Barbara nodded. “The papers were as full of the epidemic as of your great victories,” she said. Deftly changing the subject: “I hope Captain Bush’s abilities were recognized?”

Again Hornblower smiled. She thought highly of Bush, but women were quite incapable of understanding the Byzantine logic of the Admiralty – Hornblower did not always understand it himself.

“I am sure the Admiralty is properly grateful,” he said, pleased as his phrasing. Of a sudden, his head swam dreadfully, and Barbara’s figure appeared as a blurred outline, smudges of alabaster and burgundy.
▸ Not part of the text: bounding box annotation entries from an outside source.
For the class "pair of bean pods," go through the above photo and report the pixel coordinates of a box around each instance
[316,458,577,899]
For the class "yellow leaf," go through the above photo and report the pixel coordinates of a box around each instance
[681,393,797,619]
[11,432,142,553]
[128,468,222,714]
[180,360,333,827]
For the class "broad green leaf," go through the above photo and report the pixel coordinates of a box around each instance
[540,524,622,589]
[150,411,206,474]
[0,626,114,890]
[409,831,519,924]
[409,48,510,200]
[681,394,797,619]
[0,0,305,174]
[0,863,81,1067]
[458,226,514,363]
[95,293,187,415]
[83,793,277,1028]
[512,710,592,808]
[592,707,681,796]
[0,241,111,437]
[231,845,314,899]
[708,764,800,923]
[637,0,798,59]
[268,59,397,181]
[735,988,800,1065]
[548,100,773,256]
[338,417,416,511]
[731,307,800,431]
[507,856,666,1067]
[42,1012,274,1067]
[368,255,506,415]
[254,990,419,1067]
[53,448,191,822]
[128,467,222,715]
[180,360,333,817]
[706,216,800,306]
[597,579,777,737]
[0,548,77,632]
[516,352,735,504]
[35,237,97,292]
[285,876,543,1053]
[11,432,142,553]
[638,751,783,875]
From a great distance he heard her voice, but could not make out what she was saying.

Barbara stood by as Brown laid a cool cloth on Hornblower’s forehead.

“He’s been six weeks in recovery?” she asked hopefully.

“That’s so, milady,” Brown said. “Beggin’ your pardon, milady,” he added, “they say recovery from typhus takes ’most a year. They’ve detached ’im on sick-leave, milady, Sir ’Oratio won’t be goin’ anywhere for a while, beggin’ your pardon, milady.”

Barbara took herself to her dressing room and sank onto a settee. She drew her feet under her and rested her chin on her fists and her fists on her knees. It was a miracle that Horatio was here at all. A miracle to have survived eight months of battle in the Baltic, to have survived typhus – nearly everyone who caught typhus died, and he had been in that barbaric wasteland, leagues away from England. But now, safely alone, she could let the shock wash over her at his appearance.

Her handsome, strong, tall husband – he looked twenty years aged. His cheeks were sunken and his jawbone and cheekbones too prominent. His dark eyes that gazed into hers were deep-set and ringed with shadows. His hair was recently trimmed, but unwashed and madly tousled; his broad shoulders were bowed, his strong chest caved in, his arms and legs sticks. When she had taken his arm at the foot of the stairs it had required all her self-control not to snatch her hand back, disgusted at the feel of the bony limb beneath his jacket.

She dabbed at the tears that now streamed unchecked. She had never seen Horatio ill, much less an invalid for a prolonged period. The next year would be a mixed blessing, and she choked out a sobbing laugh at the thought that Providence had given her a longer space of time with her dear husband than she had any right to expect during the wars, yet it was a very mixed blessing indeed. Horatio was so proud and so private that she foresaw the year ahead as a time when he would be at Smallbridge, but stubborn, pettish, even sulky like a child. There would be no broad-shouldered, handsome, tender lover to enfold her in his strong arms and stroke her hair with his beautiful hands. The vista of the months ahead stretched out in her mind’s eye, endless and bleak.